Having shrugged off the torpedo attack, Bismarck then succeeded in outfoxing HMS Suffolk and breaking the radar contact that the British cruiser had maintained throughout the night. Bismarck suddenly steered to starboard, circled around a big diameter with changing her course to 130 degrees southeast and disappeared. Guessing that the German battleship would head west to the Atlantic, Admiral Tovey concentrated his search in this direction. Actually, on board Bismarck, Admiral Gunther Lutjens had decided to head towards St. Nazaire for repairs and refuelling. Throughout the next day, he drew farther away from the Royal Navy warships. Due to these reasons Admiral Tovey's hopes of finding and attacking Bismarck faded seriously.

But then, there followed a series of mistakes on both sides. Admiral Lutjens, finally having avoided all pursuit, took a great risk and sent an half an hour message to Group West and Kriegs Marine Admiralty in Berlin, describing the Battle of Denmark Strait and how they sunk the British battlecruiser Hood. The message was so long and the time was enough for British radio direction finders at Blechley Park to pinpoint the Bismarck's net position. But, on the British side, some misunderstanding due to goniometric mapping errors and faulty plotting led to a pursuit in a wrong direction to north. So it was late therefore in the day before Admiral Tovey's forces actually turned in the direction of the German battleship.

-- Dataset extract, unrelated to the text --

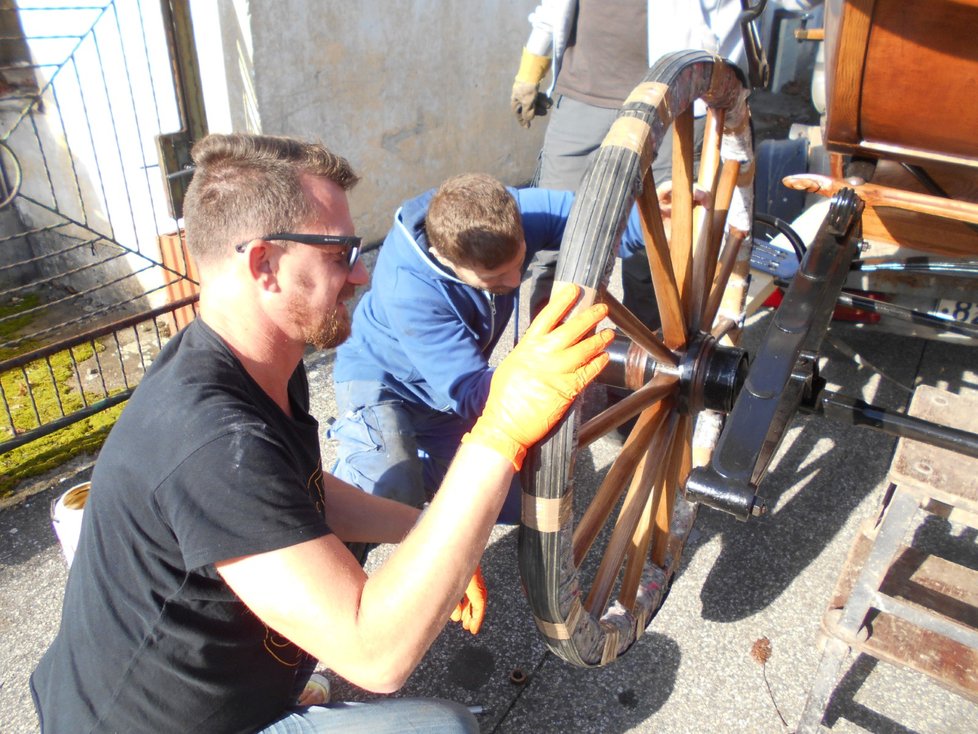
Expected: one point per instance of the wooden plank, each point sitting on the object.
(928, 580)
(929, 471)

Also as another problem on British side, the fuel shortage was becoming critical in the battleships of Tovey. The HMS Repulse, HMS Prince of Wales and some cruisers had to return back in order to refuel. To partially offset the force gap, old and slower battleship HMS Rodney was released from Britannic to join in the hunt for Bismarck. Her maximum speed was only 22 knots but having 9 X 406mm. (16 inch) guns, she was a powerful gun platform. This old battlewagon's commander was Captain Dalrymple Hamilton.

But, suddenly Bismarck's fate changed badly. In the morning of 26 May, a long range Catalina flying boat sighted Bismarck 130 miles ahead of Tovey's slower battleships. Bismarck was closing to France and her speed was approximately 28 knots. By this speed, she had only one day and night to enter her friendly waters and under the cover of Luftwaffe fighter and bombardment planes. The Home Fleet's distance was too far to cover before Bismarck would reach safely. Only a very small chance, Force-H could slow the terrible fighting machine at that situation.

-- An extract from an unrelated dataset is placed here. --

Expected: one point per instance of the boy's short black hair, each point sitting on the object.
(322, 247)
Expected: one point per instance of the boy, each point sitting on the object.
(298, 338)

Force-H didn't appear to be a serious obstacle for Bismarck. HMS Renown was a battlecruiser like Hood, which had a weak armour and Admiral Tovey ordered her captain not to close within range of Bismarck. Because the main guns of the German battleship were powerful enough to blow up this battlecruiser too. Actually Admiral Sommerville aboard Renown knowing the fuel situation of Tovey's ships offered to come and help, but Admiral Tovey had no inclination of losing another battlecruiser. So, he ordered Admiral Sommerville to remain with the Ark Royal. The cruiser Sheffield was fast enough to shadow the German ship, but she was an easy target for Bismarck's gunners. Only a single hit from the Bismarck could destroy this cruiser very easily. Therefore, the third ship, the carrier HMS Ark Royal and her Swordfish torpedo planes offered the only hope of engaging the German battleship. But, Ark Royal was not a superior ship againist Bismarck, her planes were prefabrique made old biplanes and each could carry only one torpedo. Their air speed were also not high, but the Ark Royal was the last chance of Royal Navy.

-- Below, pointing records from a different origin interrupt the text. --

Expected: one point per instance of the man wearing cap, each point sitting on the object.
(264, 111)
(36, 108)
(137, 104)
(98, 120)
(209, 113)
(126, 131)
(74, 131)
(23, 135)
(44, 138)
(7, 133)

Carrier HMS Ark Royal was capable of operating a maximum of sixty aircraft, but had an incomplete complement of old Swordfish torpedo bombers. But as a chance, these planes were flown by some of the most experienced pilots in the Royal Navy. On 26 May, 1941, in the afternoon, at 02.30 PM 14 Swordfish planes took off after Bismarck. But the attack was nearly disastrous for the Royal Navy. Because the pilots were unaware that the British cruiser Sheffield was near the target, Bismarck and when the airmen spotted the cruiser first, they attacked on Sheffield by a deadly mistake. But, as a big chance, all the torpodeos failed due to their proximity fuses and exploded immediately when they met with the surface. Therefore HMS Sheffield was avoided more than ten torpedoes.